Forbidden Kingdom

TIFF Report: SLINGSHOT (Tirador) Review

by Todd Brown, September 1, 2007 3:44 AM

With a rapid fire, completely unvarnished style that invites comparisons to the Dogme 95 movement to say nothing of the shaky cam style of Paul Greengrass, Filipino director Brillante Mendoza is very much a product of the digital age. Unfettered by the heavy camera crews required by shooting on film Mendoza is free to roam, to throw his camera into the midst of chaos and simply capture what happens around it. No mistake, Slingshot is a work of fiction but it is one so firmly rooted in the reality of poverty in Manila that it could easily be a documentary. But while Mendoza succeeds admirably in capturing the tone of his surroundings it's hard to shake the feeling that Slingshot is, to a great degree, a missed opportunity.

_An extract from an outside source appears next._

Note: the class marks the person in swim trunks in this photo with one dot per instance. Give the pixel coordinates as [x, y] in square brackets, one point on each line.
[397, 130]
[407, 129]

The opening scene immediately captures both the strength and weakness of Mendoza's work. The camera - always handheld - works its way through a squatter slum in the seedy part of Manila, giving the audience a tour of the jam packed warren of streets, ditches and multi story hovels that are home to the scores of urban poor that drive the film. A voice warns them all that a raid is coming, the police are on the way, and residents scatter, melting into the shadows - one memorably making an escape down an open ditch of raw sewage. Chaos erupts when the police arrive. The kick in doors, dragging all the men out into a common square with arrest-them-all-and-sort-them-out-later efficiency, the camera providing an intimate portrait of it all.

That intimacy is Mendoza's greatest strength. By using a large cast, many of whom are not professional actors, and a restless camera he is able to skip through a day in the life of the neighborhood. The feeling is uncannily authentic and unvarnished. We see these people at their worst, desperately scrabbling for any handout available from the local politicians openly buying votes in the lead in to a coming election. And those who can't survive on gifts beg, borrow and steal without shame. It's a hard life, presented without any gloss or apology, it simply is what it is.

The great weakness of Slingshot, however, has its roots in precisely the same place. The cast is far too large, the film far too ambitious in scope for running under ninety minutes. Mendoza seems to want the neighborhood itself to be the principal character, which is interesting in theory but in practice it results in a film that has no narrative through-line whatsoever, no central story or character to provide the audience entry into this world. By constantly bouncing from story to story Mendoza ironically keeps the audience at a distance - there is simply never enough time spent on any one character, on any one story, for the audience to invest in them emotionally whatsoever and the film quickly devolves into a string of disconnected scenes as a result.

The weaknesses of Slingshot are tragic. Mendoza is clearly a gifted director and one who has a lot to say and by trying to say too much Mendoza unfortunately ends up not saying very much at all.